A statement of the Bulgarian Co-president of the Macedonian-Bulgarian Commission on Historical Issues Angel Dimitrov in which he claims that the Macedonian language originates from a group of local Bulgarian dialects with borrowed letters from the Serbian alphabet, once again stirred up the public in Macedonia and Bulgaria. “The truth is that around 1945, two commissions have assembled in order to create a new lingual construction, based on three local Bulgarian dialects, with a writing system that borrows several letters from the Serbian alphabet. The main goal of these commissions was for the new lingual construct to be very distinctive from the standard Bulgarian language, hence the origins of the present-day Macedonian language,” Dimitrov said in an interview for “Tomorrow’s Bloc” on the Bulgarian TV BNT. IN meantime, several citizens of Macedonia staged a protest in front of the Bulgarian Embassy in Skopje, as a response to the official position of the Bulgarian Academy of Sciences (BAN), that the Macedonian language does not exist, and that the Macedonians speak a variety of Bulgarian language. The American linguist Victor Friedman comments the position of BAN as an attempt of the Bulgarian government to deny the existence of the ethnic Macedonian minority in Bulgaria. “The latest positions of BAN and the Bulgarian government are returning the region 80 years back in time, around the late 1930s during the rule of fascism, when they claimed that the Macedonian language did not exist.
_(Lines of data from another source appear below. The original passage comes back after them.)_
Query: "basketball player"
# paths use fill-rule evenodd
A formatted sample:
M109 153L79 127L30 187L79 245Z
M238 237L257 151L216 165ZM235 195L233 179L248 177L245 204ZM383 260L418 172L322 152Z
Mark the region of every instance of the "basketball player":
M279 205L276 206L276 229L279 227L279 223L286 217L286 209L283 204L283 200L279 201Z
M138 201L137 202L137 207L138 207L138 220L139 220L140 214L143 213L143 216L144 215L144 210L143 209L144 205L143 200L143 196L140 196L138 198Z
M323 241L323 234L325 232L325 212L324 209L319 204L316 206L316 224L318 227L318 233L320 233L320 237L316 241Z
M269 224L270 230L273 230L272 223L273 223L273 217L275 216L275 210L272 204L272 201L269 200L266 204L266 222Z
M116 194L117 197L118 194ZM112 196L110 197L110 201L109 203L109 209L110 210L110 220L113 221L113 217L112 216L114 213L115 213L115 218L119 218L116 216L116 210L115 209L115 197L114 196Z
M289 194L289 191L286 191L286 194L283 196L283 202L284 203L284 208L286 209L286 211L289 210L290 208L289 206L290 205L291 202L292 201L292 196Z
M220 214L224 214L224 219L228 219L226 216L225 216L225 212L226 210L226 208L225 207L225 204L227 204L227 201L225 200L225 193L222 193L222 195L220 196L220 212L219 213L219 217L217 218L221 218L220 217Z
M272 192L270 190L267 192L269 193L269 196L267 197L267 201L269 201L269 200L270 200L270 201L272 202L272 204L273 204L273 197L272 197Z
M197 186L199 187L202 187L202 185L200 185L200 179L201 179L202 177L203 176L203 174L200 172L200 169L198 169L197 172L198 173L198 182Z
In the beginning of the 1990s Bulgaria recognised the independence of Macedonia, hence recognising the language of the Republic of Macedonia. The politics of certain scientists in this region is still connected with fascist ideologies and those periods of history. It was the Prespa Agreement that opened the appetites of official Sofia. The modern Macedonian language exists since the end of the 19th century, and is clearly distinctive from the Bulgarian language,” Friedman comments.